The former Prime Minister and Education Minister said Jamaica’s economic future is heavily dependent on its educated population, pointing out that the global paradigm was shifting towards services, which has to be supported by competent and knowledgeable human resources.

He said while Jamaica has had in place universal primary education for more than 130 years, it has not translated into universal secondary education. Only about 70 percent of school-age children get  three years of basic school education; six years of primary school learning, and at the high school level, four to five years of education. The rest, he underscored, drop out along the way.

“They end up on the periphery of the society and fuel the crime and social deviancy problems we have,” Mr. Holness said.

He noted that a major part of the problem with secondary education was the inequality in access to quality education at the secondary level, which he reiterated was still determined heavily by societal class structures.

“And that’s why when President Obama spoke about income equality; the country that he chose to reference was Jamaica. In fact, he said if we are not careful about what we are doing in the United States we will end up like Jamaica,” he told Jamaican New Yorkers at the JNBS Forum.

“Jamaica has the second highest inequality in the Latin America and Caribbean region and my thesis is that the basis of that inequality starts in the education system and I intend to change that,” he said confirming the IMF report findings.

Mr. Holness, who was recently appointed to chair the advisory board of the comprehensive public-private sector initiative, iLead education programme, between the JN Foundation and the Education Ministry, said there is hope for Jamaica’s future and its economic independence, which he underscored, would be achieved through educating its people. Against that background, he said his Government would be making education compulsory, and seek to further level the playing field to ensure that all Jamaicans have access to the same quality of education.

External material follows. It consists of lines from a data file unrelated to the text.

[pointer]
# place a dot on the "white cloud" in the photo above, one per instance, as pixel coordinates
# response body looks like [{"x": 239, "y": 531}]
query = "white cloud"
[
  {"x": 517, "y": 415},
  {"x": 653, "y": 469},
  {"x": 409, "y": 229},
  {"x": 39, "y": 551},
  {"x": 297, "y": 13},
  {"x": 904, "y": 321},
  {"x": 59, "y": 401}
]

“What we want is what you have in the United States of America when you talk about universal literacy. It shouldn’t matter which school you send your child to, the outcome should be the same,” he said acknowledging the work of the People’s National Party government’s work to improve literacy and the subsequent work of the Jamaica Labour Party to bring literacy at the primary level to 90 percent of students.

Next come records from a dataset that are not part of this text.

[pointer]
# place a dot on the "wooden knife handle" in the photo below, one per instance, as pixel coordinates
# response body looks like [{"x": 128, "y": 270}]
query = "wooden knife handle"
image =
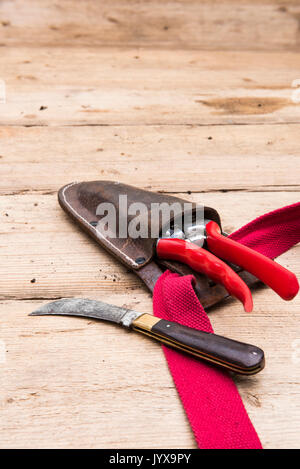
[{"x": 230, "y": 354}]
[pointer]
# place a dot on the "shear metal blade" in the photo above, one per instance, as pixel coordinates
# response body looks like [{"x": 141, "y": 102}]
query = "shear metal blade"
[{"x": 86, "y": 308}]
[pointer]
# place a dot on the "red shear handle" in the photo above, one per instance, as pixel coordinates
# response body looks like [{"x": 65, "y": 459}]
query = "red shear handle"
[
  {"x": 205, "y": 262},
  {"x": 281, "y": 280}
]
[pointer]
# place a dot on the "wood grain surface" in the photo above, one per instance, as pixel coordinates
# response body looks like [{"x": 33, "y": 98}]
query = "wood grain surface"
[{"x": 191, "y": 98}]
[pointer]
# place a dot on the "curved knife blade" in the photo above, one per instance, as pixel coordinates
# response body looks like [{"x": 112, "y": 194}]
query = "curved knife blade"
[{"x": 88, "y": 309}]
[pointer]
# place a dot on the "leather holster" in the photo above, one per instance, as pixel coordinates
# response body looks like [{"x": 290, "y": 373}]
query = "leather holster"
[{"x": 81, "y": 201}]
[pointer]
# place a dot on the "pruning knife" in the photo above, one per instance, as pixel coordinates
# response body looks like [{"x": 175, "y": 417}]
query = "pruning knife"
[
  {"x": 183, "y": 246},
  {"x": 230, "y": 354}
]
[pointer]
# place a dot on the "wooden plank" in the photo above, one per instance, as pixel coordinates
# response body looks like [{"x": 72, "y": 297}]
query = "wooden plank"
[
  {"x": 44, "y": 246},
  {"x": 63, "y": 385},
  {"x": 195, "y": 159},
  {"x": 57, "y": 87},
  {"x": 42, "y": 388},
  {"x": 216, "y": 25}
]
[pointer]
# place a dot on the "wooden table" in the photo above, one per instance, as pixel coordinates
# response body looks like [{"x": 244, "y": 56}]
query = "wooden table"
[{"x": 192, "y": 98}]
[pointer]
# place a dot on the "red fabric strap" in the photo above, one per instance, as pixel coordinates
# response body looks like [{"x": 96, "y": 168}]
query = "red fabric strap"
[{"x": 209, "y": 395}]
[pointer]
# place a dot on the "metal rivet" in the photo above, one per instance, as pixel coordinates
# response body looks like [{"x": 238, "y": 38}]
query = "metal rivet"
[{"x": 140, "y": 260}]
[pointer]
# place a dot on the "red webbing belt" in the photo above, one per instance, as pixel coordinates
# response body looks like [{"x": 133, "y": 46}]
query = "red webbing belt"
[{"x": 210, "y": 398}]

He emphasised that to overcome the major barriers to quality and equal education, there is need to remove the issue of politics from the discourse, which he said has stymied the fight against poverty since independence.

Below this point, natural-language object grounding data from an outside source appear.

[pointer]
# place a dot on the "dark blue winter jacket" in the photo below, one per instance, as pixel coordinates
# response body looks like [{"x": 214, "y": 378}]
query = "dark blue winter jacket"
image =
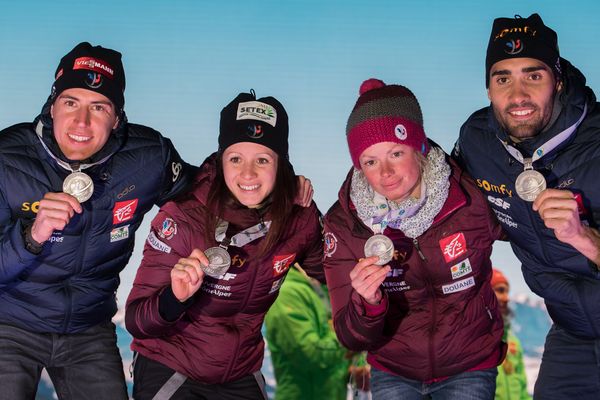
[
  {"x": 568, "y": 281},
  {"x": 70, "y": 286}
]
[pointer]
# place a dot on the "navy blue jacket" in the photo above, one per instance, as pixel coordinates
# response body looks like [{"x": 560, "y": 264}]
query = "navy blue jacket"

“We as a people have spent our energy for the past 50 years and rightfully so, fighting for our political independence and recognition, but Norman Manley said it is now time for us to secure our economic independence,” he said.

The Outlook for the Future series, organised by JNBS, has been held in the USA, Canada and the United Kingdom since 2003 and has successfully brought together representatives of successive administrations and key leaders overseas to engage in frank, open discussions about issues of national importance to Jamaicans locally and in the Diaspora. In addition, the forums provide an environment in which investors can network and explore opportunities for investment in Jamaica.

Opposition Leader, Andrew Holness, makes a point during a panel discussion at the Jamaica National Building Society’s Outlook for the Future public forum at the Hilton Midtown Hotel in New York on October 21. Other panelists were (from left): Opposition Senator, Kamina Johnson-Smith; Opposition Spokesman on Foreign Affairs and Foreign Trade, Edmund Bartlett; Member of the Jamaica Diaspora Advisory Board, North East, Irwine Clare and Director, Advanced Research, Collaborative Graduate Center
City University of New York, Professor Donald Robotham.

 

Past Outlook speakers have included former National Security Minister and current Finance Minister, Dr. Peter Phillips in 2003 and in 2013; former Prime Minister Mr. Bruce Golding, who in 2005, as Leader of the Opposition, was keynote speaker at the meetings; former Finance Minister, Mr. Audley Shaw who attended in 2010; and Dr. Omar Davies, Minister of Transport, Works and Housing who headlined the events in 2013.